Qu’on ne se méprenne pas. Heureusement, les êtres humains concrets échappent aux archétypes. Ils ont la liberté de jouer avec eux, d’en conjuguer plusieurs – tous les hommes, même les plus camionneurs, ont un côté gonzesse. Dans la vraie vie, on n’a pas le choix entre le collectionneur qui croit pouvoir fusionner ses fantasmes avec le réel et bobonne en version mec ; et pas non plus entre épouse au long cours et maitresse d’un jour. On peut aimer les vertiges de la possession sans renoncer à sa souveraineté. La domination change de camp, la proie et le chasseur échangent leurs rôles. On gagne, on perd, on rejoue. On rit, on pleure, et on rit d’avoir pleuré. On s’enchaîne et on se libère, on conquiert et on se soumet. Mais si on admet qu’il y a entre les hommes et les femmes des divergences aussi inaliénables que leur liberté elle-même, on ne s’ennuie jamais. L’ardente Sylvie Brunel aurait-elle passé trente ans de sa vie avec un homme fidèle, un amoureux 24/24, qui rapporte le pain et vous salue tous les soirs d’un « bonsoir ma chérie ! » ? Confesserait-elle aujourd’hui, en même temps que sa rancœur, sa nostalgie et peut-être son espoir?

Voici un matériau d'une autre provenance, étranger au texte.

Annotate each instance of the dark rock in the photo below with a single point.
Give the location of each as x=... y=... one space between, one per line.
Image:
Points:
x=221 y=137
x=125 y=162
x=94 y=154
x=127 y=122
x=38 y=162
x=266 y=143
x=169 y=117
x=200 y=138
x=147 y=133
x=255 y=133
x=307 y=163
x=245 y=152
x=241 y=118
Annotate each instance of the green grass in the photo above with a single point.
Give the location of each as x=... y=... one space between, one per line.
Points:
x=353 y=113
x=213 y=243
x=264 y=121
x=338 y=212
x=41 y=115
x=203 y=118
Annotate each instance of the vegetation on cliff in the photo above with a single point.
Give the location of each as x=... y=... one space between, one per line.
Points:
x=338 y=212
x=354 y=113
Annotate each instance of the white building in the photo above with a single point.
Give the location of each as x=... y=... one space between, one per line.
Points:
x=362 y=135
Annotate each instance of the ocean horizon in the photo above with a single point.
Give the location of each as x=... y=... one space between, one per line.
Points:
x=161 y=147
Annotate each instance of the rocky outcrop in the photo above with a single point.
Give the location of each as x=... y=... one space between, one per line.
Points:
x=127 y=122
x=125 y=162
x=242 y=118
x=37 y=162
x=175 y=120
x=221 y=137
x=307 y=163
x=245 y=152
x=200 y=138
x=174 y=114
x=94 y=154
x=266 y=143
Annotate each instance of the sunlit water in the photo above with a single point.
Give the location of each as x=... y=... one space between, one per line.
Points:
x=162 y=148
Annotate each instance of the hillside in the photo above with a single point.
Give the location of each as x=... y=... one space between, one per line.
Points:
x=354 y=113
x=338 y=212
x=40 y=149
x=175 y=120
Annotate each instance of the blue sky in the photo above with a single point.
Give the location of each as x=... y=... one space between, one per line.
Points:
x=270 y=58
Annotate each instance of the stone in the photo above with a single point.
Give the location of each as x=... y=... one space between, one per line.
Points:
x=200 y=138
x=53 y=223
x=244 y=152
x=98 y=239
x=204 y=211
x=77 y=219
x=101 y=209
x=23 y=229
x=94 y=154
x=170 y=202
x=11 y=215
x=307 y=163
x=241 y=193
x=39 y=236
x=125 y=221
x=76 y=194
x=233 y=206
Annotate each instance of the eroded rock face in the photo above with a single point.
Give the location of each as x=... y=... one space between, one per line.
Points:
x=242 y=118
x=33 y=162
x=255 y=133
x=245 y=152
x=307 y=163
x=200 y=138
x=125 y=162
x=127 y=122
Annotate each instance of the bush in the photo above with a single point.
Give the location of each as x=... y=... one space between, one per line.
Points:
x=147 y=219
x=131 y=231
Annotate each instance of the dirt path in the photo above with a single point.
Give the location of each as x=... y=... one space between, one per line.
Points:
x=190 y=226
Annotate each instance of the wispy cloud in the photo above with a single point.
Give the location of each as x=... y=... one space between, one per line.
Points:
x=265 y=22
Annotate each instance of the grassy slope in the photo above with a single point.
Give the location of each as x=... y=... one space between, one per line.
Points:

Dans les joutes oratoires où les femmes excellent à enserrer l’autre dans les fils d’une rhétorique impitoyable – logique plus mauvaise foi : le cocktail qui rend fou -, une phrase constitue une arme redoutable : « Ce n’est pas pareil ! » Et, bien sûr, c’est irréfutable puisque que ce n’est jamais pareil. Ces considérations s’appliquent donc aux hommes en général, pas aux miens en particulier. Eux, c’est pas pareil.